La toute première détection directe de ces ondes gravitationnelles avait été annoncée le 11 février, un événement historique après 40 ans d'efforts. Cela doit permettre de mieux comprendre les mystères de l'univers.

Cette détection a été effectuée comme la première fois par l'instrument américain Ligo (Laser Interferometer Gravitational-Wave Observatory), formé de deux détecteurs identiques de quatre kilomètres de long, situés à 3000 kilomètres l'un de l'autre, en Louisiane (sud) et dans l'Etat de Washington (nord-ouest).

"Nous savons qu'avec cette seconde détection, les propriétés mesurées par le Ligo vont nous permettre de commencer à répondre à certaines des questions fondamentales en astronomie gravitationnelle, comme le mystère de la formation des trous noirs", s'est réjoui la professeur Sheila Rowan, directrice de l'Institut de recherche gravitationnelle de l'université de Glasgow, membre de l'équipe de recherche.

Fusion de trous noirs

Ces ondes résultent de légères perturbations de la trame de l'espace-temps sous l'effet du déplacement d'un objet massif, un peu comme un poids déforme un filet. Celles observées cette fois-ci ont été produites par la fusion, il y a 1,4 milliard d'années, de deux trous noirs.

L'analyse des données, recueillies le 26 décembre, a permis de déterminer qu'ils étaient 14 et 8 fois plus massifs que notre Soleil, pour un diamètre inférieur à 100 kilomètres, ont précisé ces astrophysiciens.

Ils ont annoncé leur détection à la conférence de l'American Astronomical Society réunie à San Diego, en Californie. Leurs travaux vont être publiés dans les Physical Review Letters.

Les deux trous noirs de la première détection, le 14 septembre 2015, avaient une masse de 29 et 36 fois celle du soleil.

Prédictions de fréquence

Bien que le signal capté le 26 décembre dernier ait été plus faible que le premier, cette deuxième détection est aussi confirmée avec plus de 99,99% de certitude.

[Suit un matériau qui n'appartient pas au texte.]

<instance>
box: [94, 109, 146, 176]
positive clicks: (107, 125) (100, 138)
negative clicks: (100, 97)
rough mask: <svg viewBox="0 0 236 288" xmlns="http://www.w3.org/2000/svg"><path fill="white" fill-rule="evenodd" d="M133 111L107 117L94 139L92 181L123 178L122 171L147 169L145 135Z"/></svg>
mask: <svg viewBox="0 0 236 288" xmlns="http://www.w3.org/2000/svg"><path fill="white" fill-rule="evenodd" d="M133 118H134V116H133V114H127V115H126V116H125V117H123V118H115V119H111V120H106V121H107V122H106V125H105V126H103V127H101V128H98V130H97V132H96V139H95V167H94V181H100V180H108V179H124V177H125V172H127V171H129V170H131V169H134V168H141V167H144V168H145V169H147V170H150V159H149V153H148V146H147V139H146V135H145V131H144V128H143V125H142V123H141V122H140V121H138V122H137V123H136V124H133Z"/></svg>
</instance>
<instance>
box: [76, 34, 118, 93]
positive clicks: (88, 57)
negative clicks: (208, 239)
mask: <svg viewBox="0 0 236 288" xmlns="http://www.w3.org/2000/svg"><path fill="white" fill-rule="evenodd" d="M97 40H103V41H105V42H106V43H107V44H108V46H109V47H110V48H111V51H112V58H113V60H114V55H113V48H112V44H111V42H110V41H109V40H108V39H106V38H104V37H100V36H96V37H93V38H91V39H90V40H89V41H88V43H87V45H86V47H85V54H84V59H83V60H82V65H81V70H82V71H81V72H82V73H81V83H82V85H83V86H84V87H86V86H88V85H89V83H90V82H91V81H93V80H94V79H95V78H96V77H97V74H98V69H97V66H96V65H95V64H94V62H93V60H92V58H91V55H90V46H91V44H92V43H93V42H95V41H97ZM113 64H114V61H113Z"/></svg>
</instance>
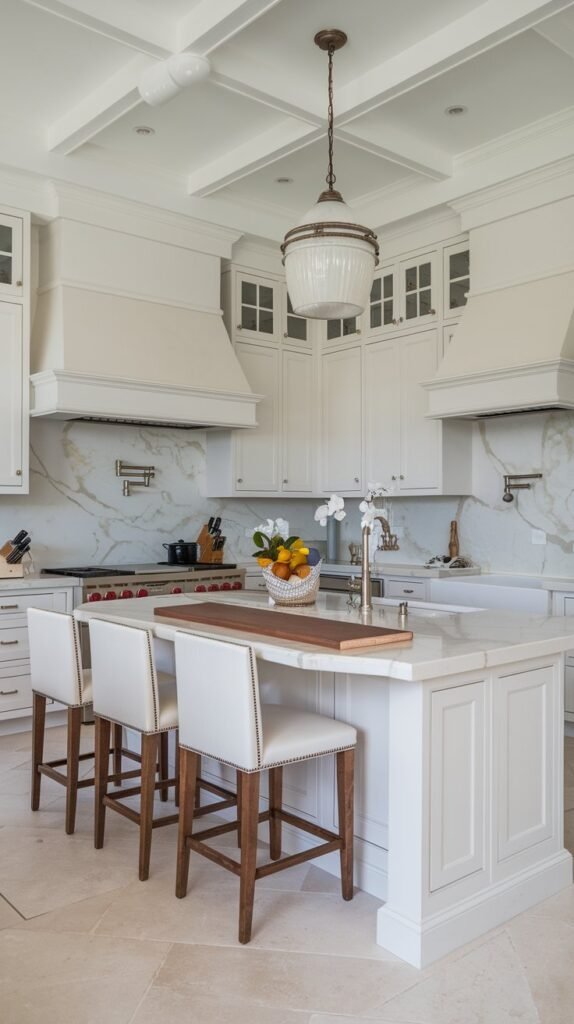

La fusion de ces trous noirs a dégagé une quantité d'énergie équivalente à la masse du soleil et a été convertie en ondes gravitationnelles, précisent les scientifiques.

"Avec les détections de ces deux phénomènes de forte intensité en quatre mois pour notre première campagne d'observation, nous pouvons commencer à faire des prédictions sur la fréquence possible de détection d'ondes gravitationnelles à l'avenir", estime Albert Lazzarini, de l'Institut de Technologie de Californie (Caltech), directeur adjoint du Ligo.

"Le Ligo nous procure une nouvelle approche pour observer certains des phénomènes parmi les plus obscures mais aussi les plus violents dans l'univers", ajoute-t-il.

Invisibles

Outre les trous noirs, il a cité aussi les étoiles à neutrons, les objets les plus denses du cosmos.

"Nous commençons à avoir un aperçu des nouvelles informations d'astrophysique qu'on peut obtenir uniquement avec des détecteurs d'ondes gravitationnelles", souligne quant à lui David Shoemaker, un astrophysicien du Massachusetts Institute of Technology qui a dirigé le programme de modernisation du Ligo.

Selon lui, les premières applications sont pour les trous noirs parce qu'ils n'émettent pas de lumière et sont de ce fait invisibles sans les ondes gravitationnelles.